A senior lecturer in educational psychology at Macquarie Univeristy, Dr Van Bergen has co-authored a new article looking at the why kids lie and whether it's normal.

Most people lie. Whether to get out of an unpleasant task, or to save someone embarrassment, to the bigger, more concerning stuff. 

But most of us teach our children that lying isn't good, so when you start catching them in lies, (and let's be honest, it's pretty easy to) should you be worried?

She says lying usually starts between maybe two-and-half and four years of age.

"There's this thing called theory of mind that children develop at around age three ... it's that awareness that other people will have different beliefs and emotions and desires to each other.

"Before that age children actually think that whatever's in their mind, they think that's what everybody else thinks as well."

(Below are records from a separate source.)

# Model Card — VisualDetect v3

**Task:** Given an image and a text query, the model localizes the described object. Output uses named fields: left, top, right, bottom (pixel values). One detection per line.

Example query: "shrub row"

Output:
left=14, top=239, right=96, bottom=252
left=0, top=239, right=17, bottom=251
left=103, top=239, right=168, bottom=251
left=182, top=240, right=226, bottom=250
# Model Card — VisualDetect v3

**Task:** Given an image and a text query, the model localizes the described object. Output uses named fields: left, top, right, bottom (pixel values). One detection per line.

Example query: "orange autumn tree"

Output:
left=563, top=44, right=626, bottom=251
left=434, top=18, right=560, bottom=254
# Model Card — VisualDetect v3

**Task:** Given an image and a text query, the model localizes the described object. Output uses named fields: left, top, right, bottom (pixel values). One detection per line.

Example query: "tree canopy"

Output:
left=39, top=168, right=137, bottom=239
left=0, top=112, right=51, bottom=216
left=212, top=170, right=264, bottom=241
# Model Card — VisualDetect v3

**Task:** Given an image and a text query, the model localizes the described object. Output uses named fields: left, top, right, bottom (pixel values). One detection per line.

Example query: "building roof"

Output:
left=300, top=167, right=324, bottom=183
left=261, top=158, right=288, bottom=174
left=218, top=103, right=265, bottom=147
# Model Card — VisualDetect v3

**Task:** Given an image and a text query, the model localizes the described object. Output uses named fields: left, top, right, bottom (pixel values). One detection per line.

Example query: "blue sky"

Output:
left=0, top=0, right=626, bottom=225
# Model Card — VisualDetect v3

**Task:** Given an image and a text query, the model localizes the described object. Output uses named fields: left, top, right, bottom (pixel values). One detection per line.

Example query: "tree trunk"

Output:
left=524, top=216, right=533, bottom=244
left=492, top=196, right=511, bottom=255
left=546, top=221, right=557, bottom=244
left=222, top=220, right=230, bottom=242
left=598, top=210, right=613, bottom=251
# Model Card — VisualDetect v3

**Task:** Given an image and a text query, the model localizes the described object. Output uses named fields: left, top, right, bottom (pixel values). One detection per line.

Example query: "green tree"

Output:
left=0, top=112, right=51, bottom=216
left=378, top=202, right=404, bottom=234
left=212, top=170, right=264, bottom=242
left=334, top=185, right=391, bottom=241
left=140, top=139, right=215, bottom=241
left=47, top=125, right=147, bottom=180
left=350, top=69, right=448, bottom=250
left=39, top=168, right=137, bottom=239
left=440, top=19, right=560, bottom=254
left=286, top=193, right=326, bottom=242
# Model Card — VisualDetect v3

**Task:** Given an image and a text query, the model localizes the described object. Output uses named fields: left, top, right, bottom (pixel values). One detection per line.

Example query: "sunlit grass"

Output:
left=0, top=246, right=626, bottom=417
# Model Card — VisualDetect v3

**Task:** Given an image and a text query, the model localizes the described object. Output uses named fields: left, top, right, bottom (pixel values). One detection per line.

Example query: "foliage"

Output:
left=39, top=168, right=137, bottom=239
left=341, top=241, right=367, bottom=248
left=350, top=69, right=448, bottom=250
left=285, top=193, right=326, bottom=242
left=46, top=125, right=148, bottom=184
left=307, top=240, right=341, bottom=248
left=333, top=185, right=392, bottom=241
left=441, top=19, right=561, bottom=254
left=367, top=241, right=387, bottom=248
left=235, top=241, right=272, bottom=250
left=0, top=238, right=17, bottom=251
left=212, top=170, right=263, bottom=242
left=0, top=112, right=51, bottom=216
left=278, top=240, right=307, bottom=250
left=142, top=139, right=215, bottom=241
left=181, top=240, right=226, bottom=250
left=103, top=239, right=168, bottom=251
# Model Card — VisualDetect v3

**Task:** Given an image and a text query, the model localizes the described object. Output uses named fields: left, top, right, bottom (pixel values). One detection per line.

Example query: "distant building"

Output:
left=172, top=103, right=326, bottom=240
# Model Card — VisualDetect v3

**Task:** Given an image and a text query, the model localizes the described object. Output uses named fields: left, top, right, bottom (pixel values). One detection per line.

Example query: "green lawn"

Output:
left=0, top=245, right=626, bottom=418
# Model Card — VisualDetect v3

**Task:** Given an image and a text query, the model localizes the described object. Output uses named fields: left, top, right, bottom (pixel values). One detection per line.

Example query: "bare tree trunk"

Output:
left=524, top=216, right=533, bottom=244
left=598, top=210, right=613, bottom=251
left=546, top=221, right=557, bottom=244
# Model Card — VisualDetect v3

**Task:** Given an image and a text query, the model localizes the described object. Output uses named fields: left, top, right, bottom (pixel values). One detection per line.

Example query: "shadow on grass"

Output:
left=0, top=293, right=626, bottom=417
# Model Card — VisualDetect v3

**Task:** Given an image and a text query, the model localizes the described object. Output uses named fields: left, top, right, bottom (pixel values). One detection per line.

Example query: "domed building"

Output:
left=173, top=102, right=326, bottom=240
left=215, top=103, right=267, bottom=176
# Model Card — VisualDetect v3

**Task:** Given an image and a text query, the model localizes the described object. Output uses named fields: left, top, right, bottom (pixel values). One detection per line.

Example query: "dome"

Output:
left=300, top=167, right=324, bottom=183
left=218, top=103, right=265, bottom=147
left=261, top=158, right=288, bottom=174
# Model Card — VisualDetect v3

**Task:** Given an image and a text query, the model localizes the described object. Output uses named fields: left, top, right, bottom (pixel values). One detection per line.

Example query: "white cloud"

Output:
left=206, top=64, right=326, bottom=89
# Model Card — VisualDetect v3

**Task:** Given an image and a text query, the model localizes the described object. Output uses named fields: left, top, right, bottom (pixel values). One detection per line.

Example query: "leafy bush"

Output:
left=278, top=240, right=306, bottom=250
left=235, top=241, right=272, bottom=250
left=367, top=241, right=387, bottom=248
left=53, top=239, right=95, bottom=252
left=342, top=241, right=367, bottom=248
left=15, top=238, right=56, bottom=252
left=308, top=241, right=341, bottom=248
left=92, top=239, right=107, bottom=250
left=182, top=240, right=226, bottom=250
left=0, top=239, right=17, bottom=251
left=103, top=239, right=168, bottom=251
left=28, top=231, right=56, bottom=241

She says it's actually a really great thing for kids.

"It underpins things like empathy and cooperation, so when young children start to lie we can actually see it as a developmental milestone."

That ability and understanding continues to develop along with their moral compass, she says.

"They become better at keeping track of the details that they need to maintain in their mind and remembering those details as they go, but they also change the way in which they lie.

"As children get older they start to distinguish between different kinds of lies so they start to see white lies as being OK, but lies to harm somebody or to hurt somebody is not OK.

"As they move to adolescence they see information that's personal and about themselves as sort of being their own information, and so it's more OK to lie about that information,

"Things like friends, alcohol and drug use, so things that they think can be personal to them."

She says it's important for parents, teachers and caregivers to think about how they react to discovering children in a lie, as swift punishment can often have the opposite of its intended effect.

"If you're very, very hard on somebody for doing the wrong thing including lying, actually children who experience that kind of discipline actually turn out to be better liars.

"Use appropriate reprimands, appropriate dialogue when somebody's doing the wrong thing:

"To talk about what's happening, why it's not okay and where we should go from here as opposed to very swift and harsh punishment."

It is also important to be aware of the reasons for the lying. While usually it is harmless, it can be a sign of something more concerning, she says.

"If you're worried that it's becoming clustered with other antisocial behaviours then it's worth talking to a GP or a psychologist, but for the most part it's developmentally normal.

"Ditto if the lying might be masking something else that's happening, so if the child is starting to feel ashamed that they're feeling anxious about something … or if they're being bullied they may lie to cover that up."

She also noted that it was important to be aware of the truth, which is so well known for being stranger than fiction.

"There are those times when the child is telling the truth, even if you think they're not."